Events Guide/Text Sprints
From Open Knowledge Foundation
An overview of how to run a text sprint -- a sprint to produce some piece of text such as a guide, a manual or a book. The OKFN has been involved in several such efforts, for example the Open Data Manual and the Data Driven Journalism Handbook.
Most text sprints involve 3 phases:
- Planning
- Text authoring -- usually during the sprint itself
- Text consolidation -- collating, proofing and formatting the material produced, usually so that it can be provided in consolidated form online or in PDF
Contents |
Planning
- Clear statement of what is supposed to be produced
- Dividing up and allocating areas to work on
- It is usually more productive if different people focus on different areas of the text
- Deciding on the platform for sprint text authoring (NB: this does not have to be same as the platform you use for doing the finishing product)
- Deciding on a time, and if relevant, the place
Text Authoring during Sprint
The big recommendations here are:
- Allow authors to use whatever system they want (though require that export is available to some standard format such as plain text, .doc, .ods ...)
This is crucial: during the sprint phase you want people to write as much as they can unencumbered by having to learn new technologies or processes.
If someone wants to use Word, let them, if they want use vim or emacs, let them, if they want to use new fangled technology X let them. The only requirement is, as stated above, that they can then export the material produced in some standard format.
The second point (though it can be over-ridden by the first) is:
- Use a platform that allows for real-time collaborative authoring
- For example, etherpads, google docs, etc
If a recommendation is wanted for a particular technology we suggest using google docs because a) it has good standard word processing features b) good collaborative editing capabilities c) exports and imports from major common formats.
Text Authoring Post Sprint
If successful text authoring will likely go on post-sprint (or in subsequent sprints). In this case there will be a distinction between developing new material and extending or correcting existing material. New material can be developed as in the standard sprint setup but work on existing material will need to take account of the system used for "text consolidation" (see next section).
Text Consolidation
At the text consolidation phase priorities are very different from the sprint phase. While your requirements may vary the following are common:
- Revisioning -- revisioning simplifies ongoing addition of content as well as more complex operations like translation
- Easy to produce html and to deploy online -- you will want the result to be online as a url of your choice
- Styling / theming capabilities -- you want the final result to look good
- Exportable to other formats -- especially PDF for printing or offline use
- Translation support -- either directly or via integration with third party tools
There are a various technology options here that could be suitable. Most of these are reviewed (albeit against somewhat different criteria) in Open_Data_Manual/Technology_Options. Here, we document our recommended method based on our experience here (we have personally tried out several other options and we've found this the best so far).
Recommended Solution
Technology
This solution combines a variety of best-of-breed tools into a coherent workflow.
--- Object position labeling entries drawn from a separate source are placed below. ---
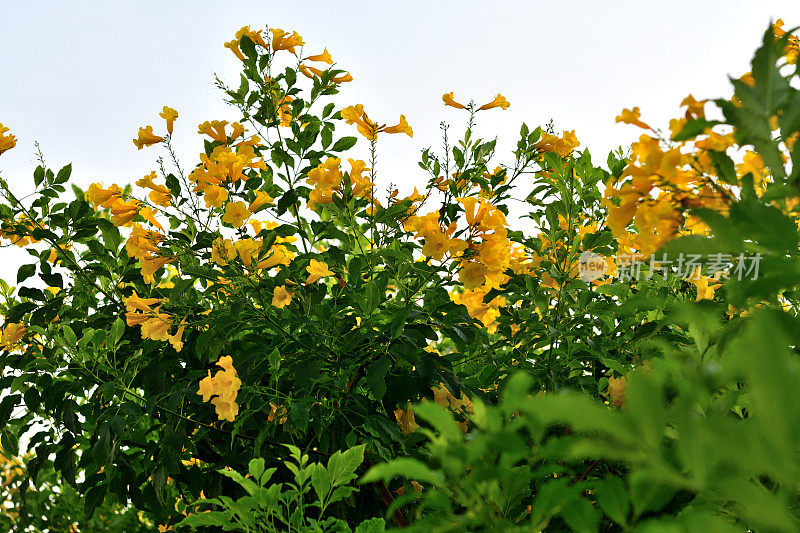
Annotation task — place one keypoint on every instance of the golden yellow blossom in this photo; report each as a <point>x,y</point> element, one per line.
<point>631,116</point>
<point>324,57</point>
<point>146,138</point>
<point>7,141</point>
<point>447,98</point>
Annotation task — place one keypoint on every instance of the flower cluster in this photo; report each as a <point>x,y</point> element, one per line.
<point>327,180</point>
<point>7,141</point>
<point>662,178</point>
<point>10,335</point>
<point>369,129</point>
<point>222,389</point>
<point>154,323</point>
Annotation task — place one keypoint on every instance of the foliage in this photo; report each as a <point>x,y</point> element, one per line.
<point>281,507</point>
<point>578,372</point>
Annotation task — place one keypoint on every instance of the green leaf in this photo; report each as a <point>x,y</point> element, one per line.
<point>25,271</point>
<point>613,499</point>
<point>63,174</point>
<point>345,143</point>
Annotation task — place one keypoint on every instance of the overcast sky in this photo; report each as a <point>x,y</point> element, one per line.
<point>81,77</point>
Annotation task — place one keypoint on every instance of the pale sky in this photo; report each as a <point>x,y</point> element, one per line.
<point>81,77</point>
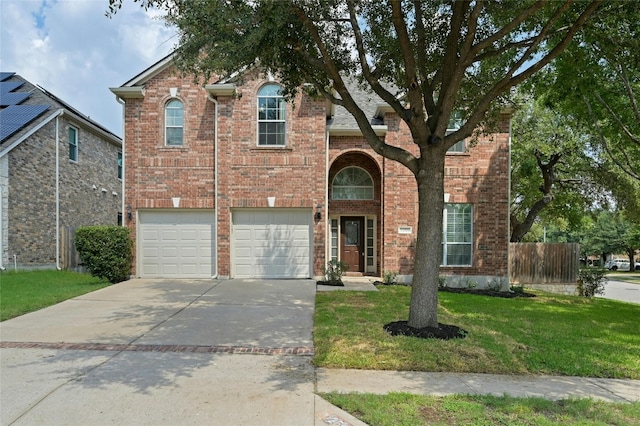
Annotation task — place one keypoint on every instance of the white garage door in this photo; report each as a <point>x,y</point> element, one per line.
<point>274,243</point>
<point>176,244</point>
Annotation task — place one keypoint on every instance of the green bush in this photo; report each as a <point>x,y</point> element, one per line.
<point>107,251</point>
<point>389,277</point>
<point>591,281</point>
<point>334,271</point>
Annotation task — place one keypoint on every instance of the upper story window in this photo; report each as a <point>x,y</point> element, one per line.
<point>73,144</point>
<point>455,123</point>
<point>352,183</point>
<point>272,109</point>
<point>173,123</point>
<point>119,164</point>
<point>457,235</point>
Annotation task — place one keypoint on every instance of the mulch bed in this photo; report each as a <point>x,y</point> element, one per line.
<point>443,331</point>
<point>486,292</point>
<point>333,283</point>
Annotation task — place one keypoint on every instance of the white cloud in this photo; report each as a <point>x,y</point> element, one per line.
<point>73,50</point>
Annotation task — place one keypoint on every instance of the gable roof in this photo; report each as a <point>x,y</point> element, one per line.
<point>23,108</point>
<point>339,121</point>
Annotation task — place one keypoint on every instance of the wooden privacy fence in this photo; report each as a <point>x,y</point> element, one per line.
<point>69,258</point>
<point>544,263</point>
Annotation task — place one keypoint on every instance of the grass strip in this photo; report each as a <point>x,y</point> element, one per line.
<point>548,334</point>
<point>28,291</point>
<point>398,409</point>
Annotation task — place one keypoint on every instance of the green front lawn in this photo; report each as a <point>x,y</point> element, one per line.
<point>629,277</point>
<point>22,292</point>
<point>548,334</point>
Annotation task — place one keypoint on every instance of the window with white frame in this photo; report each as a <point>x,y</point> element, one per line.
<point>457,235</point>
<point>455,123</point>
<point>352,183</point>
<point>73,144</point>
<point>119,164</point>
<point>173,123</point>
<point>272,109</point>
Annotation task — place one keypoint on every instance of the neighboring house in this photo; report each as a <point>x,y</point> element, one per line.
<point>225,179</point>
<point>58,169</point>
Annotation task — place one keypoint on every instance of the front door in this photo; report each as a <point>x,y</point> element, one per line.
<point>352,242</point>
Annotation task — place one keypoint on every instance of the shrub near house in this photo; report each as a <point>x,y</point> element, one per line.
<point>106,251</point>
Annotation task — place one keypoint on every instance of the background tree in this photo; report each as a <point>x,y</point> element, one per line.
<point>552,176</point>
<point>614,233</point>
<point>597,81</point>
<point>444,56</point>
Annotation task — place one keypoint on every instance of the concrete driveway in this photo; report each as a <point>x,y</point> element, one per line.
<point>161,352</point>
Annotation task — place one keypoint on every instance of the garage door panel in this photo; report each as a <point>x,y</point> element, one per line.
<point>271,244</point>
<point>177,244</point>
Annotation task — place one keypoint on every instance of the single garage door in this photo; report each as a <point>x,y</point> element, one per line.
<point>176,244</point>
<point>274,243</point>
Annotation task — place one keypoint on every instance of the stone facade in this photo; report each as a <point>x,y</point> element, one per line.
<point>299,174</point>
<point>29,190</point>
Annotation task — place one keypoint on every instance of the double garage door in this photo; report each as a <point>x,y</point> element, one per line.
<point>176,243</point>
<point>273,243</point>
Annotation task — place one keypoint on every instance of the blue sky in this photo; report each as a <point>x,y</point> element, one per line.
<point>70,48</point>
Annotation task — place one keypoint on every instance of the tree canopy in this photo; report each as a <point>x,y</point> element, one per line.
<point>443,56</point>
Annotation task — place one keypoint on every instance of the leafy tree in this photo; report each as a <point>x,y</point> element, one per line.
<point>551,174</point>
<point>597,81</point>
<point>444,56</point>
<point>615,233</point>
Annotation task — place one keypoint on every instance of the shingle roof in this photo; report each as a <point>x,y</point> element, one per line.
<point>22,104</point>
<point>14,115</point>
<point>368,101</point>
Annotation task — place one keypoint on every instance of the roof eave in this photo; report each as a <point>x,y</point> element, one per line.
<point>225,89</point>
<point>380,130</point>
<point>136,92</point>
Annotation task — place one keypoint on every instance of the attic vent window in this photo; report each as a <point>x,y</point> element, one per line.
<point>352,183</point>
<point>272,109</point>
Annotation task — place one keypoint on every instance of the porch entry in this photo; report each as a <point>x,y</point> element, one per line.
<point>352,242</point>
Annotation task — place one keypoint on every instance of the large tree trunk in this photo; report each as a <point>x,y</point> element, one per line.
<point>424,292</point>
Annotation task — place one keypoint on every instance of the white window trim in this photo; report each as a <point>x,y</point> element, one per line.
<point>463,142</point>
<point>120,169</point>
<point>166,126</point>
<point>373,186</point>
<point>75,144</point>
<point>259,121</point>
<point>444,243</point>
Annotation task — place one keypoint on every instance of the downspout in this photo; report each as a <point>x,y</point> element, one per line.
<point>215,180</point>
<point>509,209</point>
<point>122,207</point>
<point>2,268</point>
<point>58,194</point>
<point>327,221</point>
- Sphinx - document preparation and generation system
- Source documents are plain text using Restructured Text formatting. This makes them very easy to manage, for example in version control systems (see below), and there are also a vast number of tools for working with them.
- Variety of output formats - including HTML and PDF
- Good support for theming
- Support for structural features found in longer material such as cross-references, table of contents, indices
- Built in (basic) search
- Integrated support for translation (aka i18n)
- Version control tool such as Mercurial or Git (plus online hosting). Our current preference is Git plus Github.
- This allows for us to store the source texts along with instructions in a versioned manner
- ReadTheDocs (or Amazon S3) -- for simple deployment and hosting of the resulting material online
- ReadTheDocs provides a simple way to have your Sphinx project automatically generate HTML and posted online. It has integrated hooks with both Github and Bitbucket so that documentation can be automatically regenerated on every change.
Comments: Sphinx is a move away from a what-you-see-is-what-you-get system as in a standard word processor. This brings some costs but it is noteworthy that almost all systems for preparing longer material like books or manuals, especially if nice formatting is requried, are of this form (ie. are no longer WYSIWYG).
To see an example of how this is setup see the Open Data Manual repository on github: https://github.com/okfn/opendatamanual
Workflow
See Open Data Manual. Main roles are:
- Open Data Manual#Editor
- Open Data Manual#Build_Manager -- note this role will not be relevant if you use ReadTheDocs as it will be done for you
Translation
See Open Data Manual for approach.
TODO: provide a template project on github you can clone.